If problems arise in between, the GP is an important point of contact; however, given the rarity of RIBP it is not a condition that they would readily recognize and patients should also be able to have access to a key nurse, ideally a breast care nurse, but failing that, an identified community Macmillan (palliative care) nurse to facilitate speedy referral for re-evaluation.

Safety Net

The committee recognizes that, in some cases involving suspected iatrogenic damage, relationships break down with the treating oncologist, in which case it proposes that the breast care nurse should act as key worker to facilitate discussion with the treating oncologist and allow referral to an alternative oncologist in the same center or the identified regional specialist.

The committee has identified a directory of oncologists in each cancer center and cancer unit...and the services to which they have access. It proposes that this information be made available to all breast care nurses through their regional coordinators and, ideally, also to voluntary groups.

The committee proposes that further education of breast care nurses in identification and management of RIBP and associated problems is included in their training, possibly with the addition of regional seminars under the auspices of CRMF. If a patient has no breast care nurse, advice should be available from regional breast care nurse coordinators.
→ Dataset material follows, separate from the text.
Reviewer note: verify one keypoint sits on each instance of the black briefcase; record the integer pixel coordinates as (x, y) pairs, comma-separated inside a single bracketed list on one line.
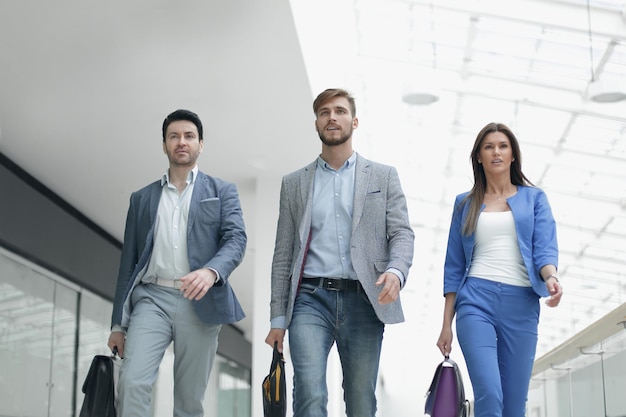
[(274, 389), (100, 387)]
The committee has identified a list of these....

The committee recognizes that many health care professionals will not have seen a case of RIBP. It has not been possible within the time frame and resources of this committee to identify all those with expertise in, each discipline but, as a step in the right direction, a group of specialists, including an experienced occupational therapist, physiotherapist, anesthetist, neurologist, specialist surgeon, neurosurgeon, orthopedic surgeon, radiologist, palliative care doctor, all of whom have advised the committee, have indicated that they are willing to act in an advisory capacity to their colleagues faced with such cases.... A more expanded directory will be prepared, if funds become available.

An unacceptable burden is currently falling on RAGE committee members and the committee proposes that written information for patients is produced by a collaboration between BACUP, CancerLink and Breast Cancer Care and a more extended directory of advisory services made available.

In addition the Committee has liaised with BACUP and CancerLink to facilitate formal counseling and help to RAGE committee members in their work in supporting patients. This committee feels that the supportive as well as the campaigning role of RAGE should be acknowledged.